Text of statute as originally enacted

Revised text of statute as amended

Text of the Football (Disorder) Act 2000 as in force today (including any amendments) within the United Kingdom, from legislation.gov.uk.

= Football (Disorder) Act 2000 =

Act of the Parliament of the United Kingdom

The Football (Disorder) Act 2000 (c. 25) is an act of the Parliament of the United Kingdom enacted during the premiership of Tony Blair. It served as an amendment to the Football Spectators Act 1989, and strengthened football banning orders (FBOs), a civil order imposed to those convicted of football-related offences. FBOs may be issued by courts in the United Kingdom, or following a complaint from a local police force.

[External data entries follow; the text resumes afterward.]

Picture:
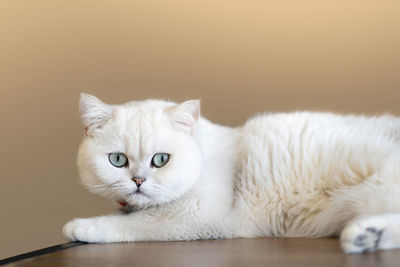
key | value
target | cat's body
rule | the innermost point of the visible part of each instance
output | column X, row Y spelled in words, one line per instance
column 292, row 175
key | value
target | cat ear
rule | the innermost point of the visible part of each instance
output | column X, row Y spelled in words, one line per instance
column 185, row 115
column 94, row 113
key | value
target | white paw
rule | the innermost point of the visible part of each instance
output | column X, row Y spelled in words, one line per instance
column 363, row 234
column 83, row 230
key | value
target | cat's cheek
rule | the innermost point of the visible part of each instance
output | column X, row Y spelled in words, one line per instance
column 87, row 230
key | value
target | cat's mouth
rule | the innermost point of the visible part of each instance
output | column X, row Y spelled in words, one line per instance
column 138, row 192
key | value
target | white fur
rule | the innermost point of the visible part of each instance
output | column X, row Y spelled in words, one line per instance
column 291, row 174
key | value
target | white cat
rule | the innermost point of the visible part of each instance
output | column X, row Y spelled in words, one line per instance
column 290, row 174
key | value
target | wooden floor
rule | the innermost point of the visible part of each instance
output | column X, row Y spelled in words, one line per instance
column 236, row 252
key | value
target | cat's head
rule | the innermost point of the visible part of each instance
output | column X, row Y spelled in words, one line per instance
column 141, row 153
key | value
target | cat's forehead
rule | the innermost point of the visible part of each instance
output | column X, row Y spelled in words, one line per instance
column 142, row 114
column 139, row 123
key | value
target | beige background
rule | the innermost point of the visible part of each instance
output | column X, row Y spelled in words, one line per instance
column 239, row 57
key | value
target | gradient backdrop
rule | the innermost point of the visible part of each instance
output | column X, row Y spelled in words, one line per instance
column 238, row 57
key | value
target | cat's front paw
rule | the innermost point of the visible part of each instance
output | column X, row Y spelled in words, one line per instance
column 362, row 235
column 83, row 230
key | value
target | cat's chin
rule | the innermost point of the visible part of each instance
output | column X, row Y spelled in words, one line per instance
column 139, row 200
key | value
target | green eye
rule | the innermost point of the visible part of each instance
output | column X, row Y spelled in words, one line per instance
column 118, row 159
column 159, row 160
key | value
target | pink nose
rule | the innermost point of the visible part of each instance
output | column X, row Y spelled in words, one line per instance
column 138, row 181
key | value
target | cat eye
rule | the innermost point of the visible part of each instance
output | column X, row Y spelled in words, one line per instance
column 159, row 160
column 118, row 159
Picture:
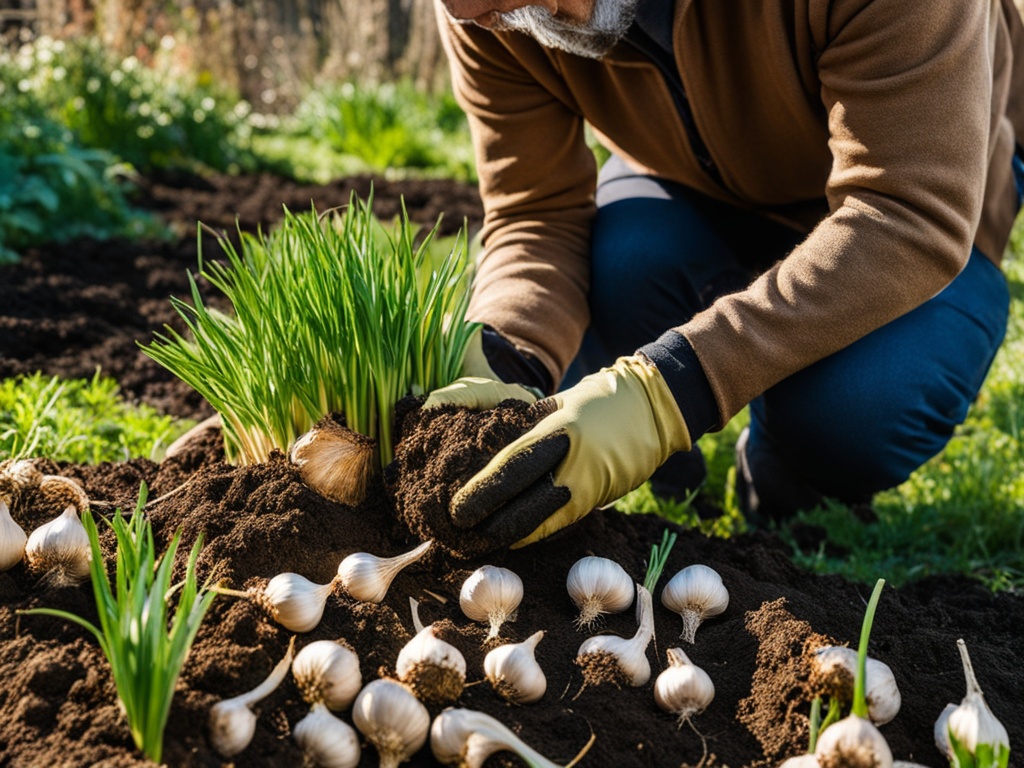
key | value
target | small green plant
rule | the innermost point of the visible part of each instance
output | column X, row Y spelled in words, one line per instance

The Act was "rushed through Parliament" by then-Home Secretary Jack Straw following violent clashes during UEFA Euro 2000. It allows police in England and Wales to arrest those suspected of travelling abroad to participate in hooliganism at international games, and to withhold their passports up to five days before an international fixture. Straw stated during an opposition day for his Bill that he was keen to enact the new laws in time for England's next international game against France in September 2000.

FBOs, introduced by Football Spectators Act 1989, may ban an individual from football grounds in the United Kingdom for two to ten years, with provisions for individual cases. Supporters may also be barred from using public transport on matchdays, and from town centres and built-up, high-risk areas prior to and following matches.

The Act has been criticised by civil liberties campaigners for being "draconian", fearing it may result in profiling based on fan appearance.

More than 450 supporters were prevented from travelling to Greece for a World Cup qualifier in 2001 under the Act.